The Rotarian former assistant governor also said the garden was now seeking assistance in any form to upgrade the area to grow more produce.

“Any form of assistance – be it funds or volunteers – is very much needed.

“We know people are also struggling, so we don’t want to ask for much. Could we get corporate sponsors? 

“Currently we have about one or two Rotarians coming to help.

“We need volunteers who are like-minded to help the needy.”

Isfahani added that they hoped to turn the area into a community garden. 

She said to date, Kebun-Kebun Bangsar (KKB), another urban farm in the city, had been helping them out. 

KKB co-founder Ng Sek San confirmed this. 

“In April, they (Laman Ulaman) came to our kebun to tap into our expertise. 

“So, we went over with our volunteers to assist them on how to operate the farm. 

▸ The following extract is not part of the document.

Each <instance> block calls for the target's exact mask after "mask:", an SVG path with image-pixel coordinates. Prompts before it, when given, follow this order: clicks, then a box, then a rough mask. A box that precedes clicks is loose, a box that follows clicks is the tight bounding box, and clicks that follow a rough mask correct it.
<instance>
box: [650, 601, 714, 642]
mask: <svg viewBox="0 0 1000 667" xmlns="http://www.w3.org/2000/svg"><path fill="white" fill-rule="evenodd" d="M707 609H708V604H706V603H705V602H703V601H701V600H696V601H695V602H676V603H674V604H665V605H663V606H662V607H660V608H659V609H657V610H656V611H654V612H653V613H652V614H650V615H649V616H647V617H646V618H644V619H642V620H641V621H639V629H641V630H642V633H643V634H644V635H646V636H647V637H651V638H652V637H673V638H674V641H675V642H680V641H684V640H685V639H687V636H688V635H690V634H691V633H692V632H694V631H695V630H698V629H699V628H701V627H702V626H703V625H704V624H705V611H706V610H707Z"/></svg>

“They also asked to see how the area could be designed. We will be going back again to see how we can help.”

The KKB farm project, which started in 2016, was a collaboration among TNB, Kuala Lumpur City Hall, and the Land and Mines Office. 

They were given three parcels of land totalling 3.2ha and are actively working on the 1.01ha that make up the flowers, fruits, and vegetable gardens. There is also a bee and dragonfly area.

Isfahani said those who are interested in volunteering can come over to the garden located at Lot 1850, Lorong Raja Muda Musa 3, Kampung Baru Kuala Lumpur. 

She said they will be there every Sunday from 8am to 12 noon. – June 5, 2023.

Architect Ng Sek San says Kebun-Kebun Bangsar, a community garden he co-founded, is currently assisting Laman Ulaman Kampung Baru with operations. – The Malaysian Insight file pic, June 5, 2023.